Companies involved in the retail and hospitality industries suffered the most, while professional banking and finance services experienced not so dramatic economic disruptions.

However, these companies also embraced remote production, ordered some or all their employees to work from their homes, and communicate with each other via video conference platforms.

Fortunately, in 2021 we saw the global economy finally recovering and certain markets soaring. According to this report by International Monetary Fund, the global economy is expected to grow at a rate of 4.9% in the following year.

Trends that will define banking and financial services in the months to come

Despite all those different challenges that 2021 brought, global banking and financial institutions had a great year. In the months to come, leading banking institutions are expected to embrace the power of digital technologies.

Thanks to embracing future-fit technologies and related business strategies, banking institutions are expected to accelerate their digital transformation in order to survive and compete in a truly unpredictable post-pandemic environment.

Most experts believe that businesses and companies involved in the banking and financial industries will invest more in fintech, talent, and tech in 2022.
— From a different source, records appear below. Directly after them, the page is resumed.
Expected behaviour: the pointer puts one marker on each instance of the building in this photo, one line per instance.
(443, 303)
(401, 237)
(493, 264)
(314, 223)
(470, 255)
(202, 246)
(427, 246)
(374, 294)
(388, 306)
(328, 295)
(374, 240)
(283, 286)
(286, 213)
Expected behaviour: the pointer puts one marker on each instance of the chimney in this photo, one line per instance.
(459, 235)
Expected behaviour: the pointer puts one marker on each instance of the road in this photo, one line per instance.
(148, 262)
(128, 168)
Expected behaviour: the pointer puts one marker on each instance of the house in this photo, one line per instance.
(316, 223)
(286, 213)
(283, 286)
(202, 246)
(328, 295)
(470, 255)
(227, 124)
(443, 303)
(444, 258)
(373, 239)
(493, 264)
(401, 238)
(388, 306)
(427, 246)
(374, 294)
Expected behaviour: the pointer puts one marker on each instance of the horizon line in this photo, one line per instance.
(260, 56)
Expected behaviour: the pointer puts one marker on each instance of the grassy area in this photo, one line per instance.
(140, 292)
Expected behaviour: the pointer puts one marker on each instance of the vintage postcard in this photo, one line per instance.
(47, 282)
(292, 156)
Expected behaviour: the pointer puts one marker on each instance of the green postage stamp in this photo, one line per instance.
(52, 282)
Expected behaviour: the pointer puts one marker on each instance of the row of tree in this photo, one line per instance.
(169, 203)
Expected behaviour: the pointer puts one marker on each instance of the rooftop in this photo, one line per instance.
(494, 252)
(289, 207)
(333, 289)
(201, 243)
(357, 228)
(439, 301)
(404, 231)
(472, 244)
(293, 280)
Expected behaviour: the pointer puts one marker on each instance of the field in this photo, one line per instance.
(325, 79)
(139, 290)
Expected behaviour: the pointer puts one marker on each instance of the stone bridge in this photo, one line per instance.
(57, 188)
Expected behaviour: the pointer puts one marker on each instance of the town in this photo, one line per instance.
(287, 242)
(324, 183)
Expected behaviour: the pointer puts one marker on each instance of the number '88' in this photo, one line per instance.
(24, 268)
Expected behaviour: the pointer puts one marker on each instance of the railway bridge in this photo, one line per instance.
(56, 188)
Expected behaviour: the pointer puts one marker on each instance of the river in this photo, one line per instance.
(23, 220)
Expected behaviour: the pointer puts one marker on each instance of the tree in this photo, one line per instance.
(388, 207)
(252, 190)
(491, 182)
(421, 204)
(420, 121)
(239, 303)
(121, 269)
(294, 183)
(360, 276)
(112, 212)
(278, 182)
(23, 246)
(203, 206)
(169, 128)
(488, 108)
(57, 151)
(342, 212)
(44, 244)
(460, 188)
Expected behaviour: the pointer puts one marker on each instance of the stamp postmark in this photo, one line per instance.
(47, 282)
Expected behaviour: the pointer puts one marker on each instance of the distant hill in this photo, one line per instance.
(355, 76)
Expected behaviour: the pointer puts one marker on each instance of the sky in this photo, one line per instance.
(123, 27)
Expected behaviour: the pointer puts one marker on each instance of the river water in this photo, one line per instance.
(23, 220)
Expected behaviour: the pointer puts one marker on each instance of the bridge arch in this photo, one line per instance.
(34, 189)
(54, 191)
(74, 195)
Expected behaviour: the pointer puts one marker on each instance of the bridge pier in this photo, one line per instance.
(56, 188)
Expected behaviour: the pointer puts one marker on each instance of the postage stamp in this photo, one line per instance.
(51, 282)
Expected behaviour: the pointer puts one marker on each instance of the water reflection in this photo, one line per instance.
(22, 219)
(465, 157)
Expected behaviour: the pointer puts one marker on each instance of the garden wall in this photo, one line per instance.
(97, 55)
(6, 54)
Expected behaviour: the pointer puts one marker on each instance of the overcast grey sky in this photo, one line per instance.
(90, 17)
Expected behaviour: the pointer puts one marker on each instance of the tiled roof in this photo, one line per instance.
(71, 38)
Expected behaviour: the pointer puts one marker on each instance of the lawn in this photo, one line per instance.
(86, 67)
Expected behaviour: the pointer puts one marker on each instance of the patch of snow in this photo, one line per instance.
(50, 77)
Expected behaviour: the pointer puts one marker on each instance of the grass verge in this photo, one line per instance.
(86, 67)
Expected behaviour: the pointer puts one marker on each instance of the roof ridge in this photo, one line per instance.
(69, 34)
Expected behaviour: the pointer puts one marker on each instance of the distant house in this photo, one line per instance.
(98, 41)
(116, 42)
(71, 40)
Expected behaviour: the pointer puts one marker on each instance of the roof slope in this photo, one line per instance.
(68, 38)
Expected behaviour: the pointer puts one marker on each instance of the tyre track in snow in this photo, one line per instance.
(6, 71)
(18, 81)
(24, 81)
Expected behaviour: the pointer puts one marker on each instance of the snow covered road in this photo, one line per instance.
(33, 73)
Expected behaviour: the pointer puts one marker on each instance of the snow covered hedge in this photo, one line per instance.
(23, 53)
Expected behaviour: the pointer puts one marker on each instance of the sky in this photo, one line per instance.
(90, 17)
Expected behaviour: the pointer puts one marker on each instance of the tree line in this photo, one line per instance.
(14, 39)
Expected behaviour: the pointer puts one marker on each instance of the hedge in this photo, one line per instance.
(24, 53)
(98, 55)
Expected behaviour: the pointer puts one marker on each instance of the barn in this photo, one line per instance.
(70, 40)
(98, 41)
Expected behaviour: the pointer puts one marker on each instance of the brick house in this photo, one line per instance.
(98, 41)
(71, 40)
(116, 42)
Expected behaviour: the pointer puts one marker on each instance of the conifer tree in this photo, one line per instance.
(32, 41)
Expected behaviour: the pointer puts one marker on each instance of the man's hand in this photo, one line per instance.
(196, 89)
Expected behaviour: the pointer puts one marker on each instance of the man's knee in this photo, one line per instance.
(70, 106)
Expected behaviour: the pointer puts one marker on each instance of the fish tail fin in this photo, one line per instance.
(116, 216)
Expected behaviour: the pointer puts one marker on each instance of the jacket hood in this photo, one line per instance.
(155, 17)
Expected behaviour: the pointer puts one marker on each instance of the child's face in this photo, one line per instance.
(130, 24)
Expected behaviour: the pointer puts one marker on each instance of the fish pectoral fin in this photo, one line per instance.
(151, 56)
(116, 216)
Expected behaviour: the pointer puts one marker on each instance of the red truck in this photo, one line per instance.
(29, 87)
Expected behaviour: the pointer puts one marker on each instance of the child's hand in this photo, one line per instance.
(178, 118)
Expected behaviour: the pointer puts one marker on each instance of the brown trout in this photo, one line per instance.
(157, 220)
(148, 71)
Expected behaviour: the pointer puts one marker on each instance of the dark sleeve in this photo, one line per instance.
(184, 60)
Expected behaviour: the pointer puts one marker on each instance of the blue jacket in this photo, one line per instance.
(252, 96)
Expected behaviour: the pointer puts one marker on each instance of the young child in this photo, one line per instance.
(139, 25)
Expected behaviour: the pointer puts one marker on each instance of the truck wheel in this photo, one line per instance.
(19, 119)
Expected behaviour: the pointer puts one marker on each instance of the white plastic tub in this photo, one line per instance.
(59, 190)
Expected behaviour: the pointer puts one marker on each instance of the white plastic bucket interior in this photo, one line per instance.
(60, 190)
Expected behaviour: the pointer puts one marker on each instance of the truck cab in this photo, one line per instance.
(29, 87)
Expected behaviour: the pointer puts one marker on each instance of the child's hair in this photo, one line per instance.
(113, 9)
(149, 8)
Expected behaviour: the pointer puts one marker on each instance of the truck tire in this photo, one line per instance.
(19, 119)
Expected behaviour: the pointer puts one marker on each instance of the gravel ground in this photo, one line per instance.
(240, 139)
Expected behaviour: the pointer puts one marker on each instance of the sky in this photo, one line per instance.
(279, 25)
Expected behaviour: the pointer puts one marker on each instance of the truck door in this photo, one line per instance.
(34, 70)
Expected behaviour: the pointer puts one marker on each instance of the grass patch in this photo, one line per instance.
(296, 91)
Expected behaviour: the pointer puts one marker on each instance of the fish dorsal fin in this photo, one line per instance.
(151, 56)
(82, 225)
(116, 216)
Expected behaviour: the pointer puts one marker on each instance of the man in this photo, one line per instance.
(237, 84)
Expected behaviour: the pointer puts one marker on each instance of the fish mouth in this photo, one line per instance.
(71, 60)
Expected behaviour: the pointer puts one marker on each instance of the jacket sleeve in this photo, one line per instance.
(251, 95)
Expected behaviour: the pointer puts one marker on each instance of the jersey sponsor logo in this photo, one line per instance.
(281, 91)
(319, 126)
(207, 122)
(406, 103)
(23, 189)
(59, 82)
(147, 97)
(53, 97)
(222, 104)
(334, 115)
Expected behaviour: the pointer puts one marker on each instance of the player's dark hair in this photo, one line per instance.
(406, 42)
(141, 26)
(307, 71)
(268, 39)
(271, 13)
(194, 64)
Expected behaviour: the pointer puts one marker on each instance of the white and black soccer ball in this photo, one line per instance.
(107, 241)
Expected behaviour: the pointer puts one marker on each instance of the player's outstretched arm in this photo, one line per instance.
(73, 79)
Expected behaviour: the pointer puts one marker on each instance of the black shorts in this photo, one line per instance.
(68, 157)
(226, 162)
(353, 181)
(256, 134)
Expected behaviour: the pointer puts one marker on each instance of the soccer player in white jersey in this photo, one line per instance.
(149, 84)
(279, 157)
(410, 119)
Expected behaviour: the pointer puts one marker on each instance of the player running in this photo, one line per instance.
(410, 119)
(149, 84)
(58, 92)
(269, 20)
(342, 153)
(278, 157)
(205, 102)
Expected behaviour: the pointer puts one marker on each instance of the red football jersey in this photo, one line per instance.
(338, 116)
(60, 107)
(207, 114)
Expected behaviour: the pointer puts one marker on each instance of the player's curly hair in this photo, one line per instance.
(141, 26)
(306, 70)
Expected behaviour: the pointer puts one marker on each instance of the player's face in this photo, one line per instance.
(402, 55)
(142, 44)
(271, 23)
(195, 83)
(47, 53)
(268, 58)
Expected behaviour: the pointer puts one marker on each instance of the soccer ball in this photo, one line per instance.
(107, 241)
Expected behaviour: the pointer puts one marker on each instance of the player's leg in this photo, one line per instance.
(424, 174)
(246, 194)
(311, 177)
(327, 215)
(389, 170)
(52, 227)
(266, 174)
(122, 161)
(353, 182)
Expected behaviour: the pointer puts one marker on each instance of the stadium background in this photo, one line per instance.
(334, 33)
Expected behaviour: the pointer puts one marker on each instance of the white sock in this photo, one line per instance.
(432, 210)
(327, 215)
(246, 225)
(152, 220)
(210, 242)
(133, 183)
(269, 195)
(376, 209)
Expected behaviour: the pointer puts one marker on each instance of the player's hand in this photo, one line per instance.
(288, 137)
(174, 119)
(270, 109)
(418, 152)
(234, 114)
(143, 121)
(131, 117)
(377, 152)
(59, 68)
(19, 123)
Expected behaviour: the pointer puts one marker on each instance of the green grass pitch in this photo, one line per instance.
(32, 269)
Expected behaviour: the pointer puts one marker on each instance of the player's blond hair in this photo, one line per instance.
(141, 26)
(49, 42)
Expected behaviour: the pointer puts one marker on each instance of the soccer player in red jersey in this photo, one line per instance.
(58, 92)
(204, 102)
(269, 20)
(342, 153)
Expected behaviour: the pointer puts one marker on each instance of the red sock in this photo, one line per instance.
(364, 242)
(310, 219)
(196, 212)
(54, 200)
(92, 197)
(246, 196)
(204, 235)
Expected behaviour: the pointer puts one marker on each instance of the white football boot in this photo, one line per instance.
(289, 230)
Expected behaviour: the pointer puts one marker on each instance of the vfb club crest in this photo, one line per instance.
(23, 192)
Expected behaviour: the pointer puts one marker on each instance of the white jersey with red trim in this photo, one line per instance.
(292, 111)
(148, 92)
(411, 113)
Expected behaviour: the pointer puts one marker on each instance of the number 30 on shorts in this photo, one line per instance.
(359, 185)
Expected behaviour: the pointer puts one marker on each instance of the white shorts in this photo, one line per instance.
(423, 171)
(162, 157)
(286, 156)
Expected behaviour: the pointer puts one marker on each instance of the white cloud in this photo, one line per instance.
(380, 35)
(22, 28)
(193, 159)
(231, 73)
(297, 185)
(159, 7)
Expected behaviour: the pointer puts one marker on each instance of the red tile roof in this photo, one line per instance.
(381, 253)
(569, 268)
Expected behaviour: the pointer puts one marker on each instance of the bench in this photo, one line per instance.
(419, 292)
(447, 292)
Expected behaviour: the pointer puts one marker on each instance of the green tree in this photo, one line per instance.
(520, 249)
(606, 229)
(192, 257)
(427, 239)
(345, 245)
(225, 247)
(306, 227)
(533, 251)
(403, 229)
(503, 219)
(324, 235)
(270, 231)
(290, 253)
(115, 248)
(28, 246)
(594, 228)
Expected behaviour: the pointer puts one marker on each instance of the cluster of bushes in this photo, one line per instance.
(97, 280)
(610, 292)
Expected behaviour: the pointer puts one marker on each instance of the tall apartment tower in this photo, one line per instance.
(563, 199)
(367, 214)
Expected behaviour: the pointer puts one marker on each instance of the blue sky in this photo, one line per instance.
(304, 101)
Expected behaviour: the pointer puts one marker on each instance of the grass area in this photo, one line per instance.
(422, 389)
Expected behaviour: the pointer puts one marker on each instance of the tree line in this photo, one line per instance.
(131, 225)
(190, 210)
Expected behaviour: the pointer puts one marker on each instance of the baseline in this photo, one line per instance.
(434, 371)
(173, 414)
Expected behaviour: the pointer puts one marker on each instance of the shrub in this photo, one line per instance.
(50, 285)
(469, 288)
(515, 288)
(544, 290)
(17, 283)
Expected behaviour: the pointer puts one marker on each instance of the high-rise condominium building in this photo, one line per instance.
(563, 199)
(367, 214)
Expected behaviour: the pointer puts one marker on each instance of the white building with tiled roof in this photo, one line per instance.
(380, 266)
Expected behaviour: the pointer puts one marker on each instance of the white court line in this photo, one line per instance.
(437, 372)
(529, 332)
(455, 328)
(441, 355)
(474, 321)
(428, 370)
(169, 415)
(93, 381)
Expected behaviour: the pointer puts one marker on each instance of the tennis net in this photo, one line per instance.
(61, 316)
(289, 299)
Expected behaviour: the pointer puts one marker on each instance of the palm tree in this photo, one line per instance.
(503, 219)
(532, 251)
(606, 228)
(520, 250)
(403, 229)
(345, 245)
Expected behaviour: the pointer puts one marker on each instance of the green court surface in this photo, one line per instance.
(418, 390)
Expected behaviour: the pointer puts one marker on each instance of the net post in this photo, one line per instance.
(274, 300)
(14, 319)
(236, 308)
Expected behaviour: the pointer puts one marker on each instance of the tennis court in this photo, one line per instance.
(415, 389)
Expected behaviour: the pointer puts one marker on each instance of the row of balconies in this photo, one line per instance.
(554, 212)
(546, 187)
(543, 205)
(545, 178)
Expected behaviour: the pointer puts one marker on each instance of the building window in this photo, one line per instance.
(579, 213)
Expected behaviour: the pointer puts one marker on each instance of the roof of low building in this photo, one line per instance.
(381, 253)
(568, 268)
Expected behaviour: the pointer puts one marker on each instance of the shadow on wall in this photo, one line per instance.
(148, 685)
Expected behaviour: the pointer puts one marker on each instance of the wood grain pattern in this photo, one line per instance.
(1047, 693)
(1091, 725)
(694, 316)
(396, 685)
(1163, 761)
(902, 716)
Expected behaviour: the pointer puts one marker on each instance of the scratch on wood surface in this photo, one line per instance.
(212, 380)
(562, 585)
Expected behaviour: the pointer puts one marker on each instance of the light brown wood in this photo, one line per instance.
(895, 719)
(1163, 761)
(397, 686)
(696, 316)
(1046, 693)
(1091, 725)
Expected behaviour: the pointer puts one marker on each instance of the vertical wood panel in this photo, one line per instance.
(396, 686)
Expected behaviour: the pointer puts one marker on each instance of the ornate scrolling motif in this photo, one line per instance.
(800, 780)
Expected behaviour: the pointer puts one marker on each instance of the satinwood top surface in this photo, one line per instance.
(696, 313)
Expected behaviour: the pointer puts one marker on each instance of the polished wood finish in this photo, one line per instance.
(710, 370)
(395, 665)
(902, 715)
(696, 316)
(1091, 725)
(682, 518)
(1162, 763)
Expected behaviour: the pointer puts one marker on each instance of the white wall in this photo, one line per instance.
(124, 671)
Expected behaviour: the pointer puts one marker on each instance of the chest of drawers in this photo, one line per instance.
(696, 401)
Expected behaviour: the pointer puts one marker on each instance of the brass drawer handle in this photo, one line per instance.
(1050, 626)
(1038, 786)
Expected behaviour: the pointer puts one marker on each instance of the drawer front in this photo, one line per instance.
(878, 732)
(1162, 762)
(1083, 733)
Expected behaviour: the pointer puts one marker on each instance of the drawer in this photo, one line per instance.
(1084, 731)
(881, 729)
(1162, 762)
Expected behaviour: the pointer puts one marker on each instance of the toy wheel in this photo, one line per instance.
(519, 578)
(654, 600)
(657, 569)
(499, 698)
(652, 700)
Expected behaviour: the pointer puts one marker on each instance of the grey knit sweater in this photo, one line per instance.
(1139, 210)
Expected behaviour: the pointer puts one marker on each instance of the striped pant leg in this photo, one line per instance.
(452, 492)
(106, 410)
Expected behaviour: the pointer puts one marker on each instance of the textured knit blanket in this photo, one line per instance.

In other words, these companies are expected to achieve amazing digital growth in the months to come after spending a lot of their resources on digitalization and tech.

Leading banking and financial institutions in the world, including leading banks of China and the United States will probably splurge on their tech workforce and acquire more adaptive management teams to compete in a new, completely technology-driven environment.

Most experts believe that 2022 will cause a major surge in tech-driven trends, so in the next couple of months, it is expected to see banks and financial companies acquiring more fintech firms.

In 2022, companies and businesses involved in banking and financial services are also expected to work on expanding their lineup of products and offer more sustainable services.

Regulators and consumers have already been calling for sustainable digital transformation, and in 2022, banking and financial companies are expected to offer more products that align with the latest governance, social, environmental, and sustainability principles.

For consumers, this brings green mortgages and loans, as well as, more sustainable checking accounts. For the banking and financial industries, 2022 is expected to be the year of open finance.

With major regulators in the United Kingdom and the European Union encouraging open finance measures, banks and other financial institutions will be more open to experimenting with a more collaborative, open finance approach.